En résumé , ce programme, souvent flou et toujours démagogique  laisse apparaitre, malgré son clinquant,    le prolongement et même l'aggravation des tendances majeures du quinquennat Hollande : immigration non contrôlée, dégénérescence du système éducatif, explosion  de la délinquance , sacrifice des familles et dénatalité, alourdissement des dépenses publiques  et de la fiscalité , persistance d'un volant  de chômage ,  aides publiques  donnant un vif sentiment d'injustice , police du politiquement  correct omniprésente.
Cette continuité par rapport au quinquennat qui se finit explique en partie la pauvreté du programme Macron : faute de rien innover quant au fond, il ne lui restait  qu'à proposer du clinquant : la société du spectacle , chère à Guy Debord,  est plus que jamais en marche. Et la méthode participative n'a rien arrangé : Marcel Dassault disait qu'un chameau était un cheval dessiné par un comité : nous y voilà bien ! A tout le moins est-il rare que les  groupes de travail trouvent d'autre terrain d'entente que ce qui se trouve  dans  l'air du temps. Ajoutons la patte personnelle du candidat qui apparaît ici où  là : lui aussi respire le même air mais il  révèle au passage les lacunes encore nombreuses de sa connaissance   de la société française, par exemple de sa démographie.  Et peut-être n'est-il pas entouré d'autant d'experts, des vrais,  qu'il prétend..
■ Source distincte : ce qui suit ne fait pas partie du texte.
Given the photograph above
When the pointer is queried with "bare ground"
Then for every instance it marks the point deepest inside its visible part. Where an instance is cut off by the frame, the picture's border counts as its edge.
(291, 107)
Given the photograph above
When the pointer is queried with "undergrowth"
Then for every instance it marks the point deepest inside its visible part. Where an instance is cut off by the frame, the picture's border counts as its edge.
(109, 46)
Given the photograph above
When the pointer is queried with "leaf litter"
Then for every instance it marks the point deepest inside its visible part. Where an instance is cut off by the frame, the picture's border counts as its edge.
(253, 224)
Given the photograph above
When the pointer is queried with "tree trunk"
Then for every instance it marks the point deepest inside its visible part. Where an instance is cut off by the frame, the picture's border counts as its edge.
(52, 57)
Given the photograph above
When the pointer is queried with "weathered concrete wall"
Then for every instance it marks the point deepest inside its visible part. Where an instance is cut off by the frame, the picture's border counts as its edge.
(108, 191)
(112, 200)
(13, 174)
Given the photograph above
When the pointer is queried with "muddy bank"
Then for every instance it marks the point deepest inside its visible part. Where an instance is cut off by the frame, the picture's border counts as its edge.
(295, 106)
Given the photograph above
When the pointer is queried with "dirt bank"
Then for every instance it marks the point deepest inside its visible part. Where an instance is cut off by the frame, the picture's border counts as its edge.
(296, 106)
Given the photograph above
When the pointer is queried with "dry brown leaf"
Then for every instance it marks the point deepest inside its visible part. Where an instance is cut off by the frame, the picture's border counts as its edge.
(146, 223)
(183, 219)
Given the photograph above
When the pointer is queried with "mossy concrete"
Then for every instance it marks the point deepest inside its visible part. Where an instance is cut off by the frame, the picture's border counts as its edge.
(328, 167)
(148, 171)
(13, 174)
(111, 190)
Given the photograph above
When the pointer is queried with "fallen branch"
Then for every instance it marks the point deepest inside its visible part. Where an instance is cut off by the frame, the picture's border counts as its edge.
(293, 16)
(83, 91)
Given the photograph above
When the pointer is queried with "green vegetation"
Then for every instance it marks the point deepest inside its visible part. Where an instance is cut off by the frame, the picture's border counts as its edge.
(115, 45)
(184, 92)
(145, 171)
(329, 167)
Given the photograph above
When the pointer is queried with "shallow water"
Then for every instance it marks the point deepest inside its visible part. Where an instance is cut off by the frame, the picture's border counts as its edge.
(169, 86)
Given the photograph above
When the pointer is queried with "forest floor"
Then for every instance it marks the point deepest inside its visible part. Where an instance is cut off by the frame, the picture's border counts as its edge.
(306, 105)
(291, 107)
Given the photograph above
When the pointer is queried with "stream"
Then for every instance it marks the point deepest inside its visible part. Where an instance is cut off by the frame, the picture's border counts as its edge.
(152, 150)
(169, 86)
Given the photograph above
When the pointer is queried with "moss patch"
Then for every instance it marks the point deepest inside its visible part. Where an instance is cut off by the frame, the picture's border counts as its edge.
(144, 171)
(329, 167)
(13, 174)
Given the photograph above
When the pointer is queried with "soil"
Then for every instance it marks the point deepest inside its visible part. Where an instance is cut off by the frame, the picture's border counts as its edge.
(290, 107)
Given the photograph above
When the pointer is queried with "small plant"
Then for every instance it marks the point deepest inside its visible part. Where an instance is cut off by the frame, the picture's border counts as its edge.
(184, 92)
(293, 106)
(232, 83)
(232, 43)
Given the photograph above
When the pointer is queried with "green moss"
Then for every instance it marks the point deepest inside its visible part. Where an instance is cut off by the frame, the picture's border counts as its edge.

Quant à  la philosophie  générale , elle est claire : plus d'Europe, plus d'ouverture des frontières ( aux hommes et aux marchandises),  "en marche" vers une société mondialisée  où la France, coupable de crimes contre l'humanité et qui n'a pas de culture propre, ne pèsera guère.  Tout ce dont rêvent les Français…
De ces tendances,  la plus inquiétante est sans doute le laminage accéléré  des classes moyennes que laisse pressentir l'allègement de la  fiscalité sur le capital financier , et son alourdissement corrélatif  sur le capital immobilier , complétés  par ce qu'exige l'Europe de la concurrence  comme la banalisation de professions  à statut (notaires, pharmaciens)  qui ne figure pas dans le programme mais qui avait été amorcée  par la loi Macron et va sans doute se  poursuivre.
L'autre motif d'inquiétude , encore plus grave,    est que la victoire de Macron nous  fasse   entrer dans une société où l'empire de la pensée politiquement  correcte,  en manière d'environnement  (destruction irréversible du paysage par les éoliennes) , d'antiracisme, de non-discrimination, d'ultra- féminisme , de libéralisme économique et sociétal , d'européisme,  de soi-disant ouverture au monde, soit  encore plus oppressif : la fin de la démocratie ?

                                                Roland HUREAUX





[1] Sauf les familles immigrées principales bénéficiaires des allocations "ciblées sur ceux qui en ont le plus besoin", les  natifs pauvres n'ayant plus guère d'enfants.
[2] Il est vrai  que l'institution judicaire est bien plus indulgente pour Macron que pour Fillon.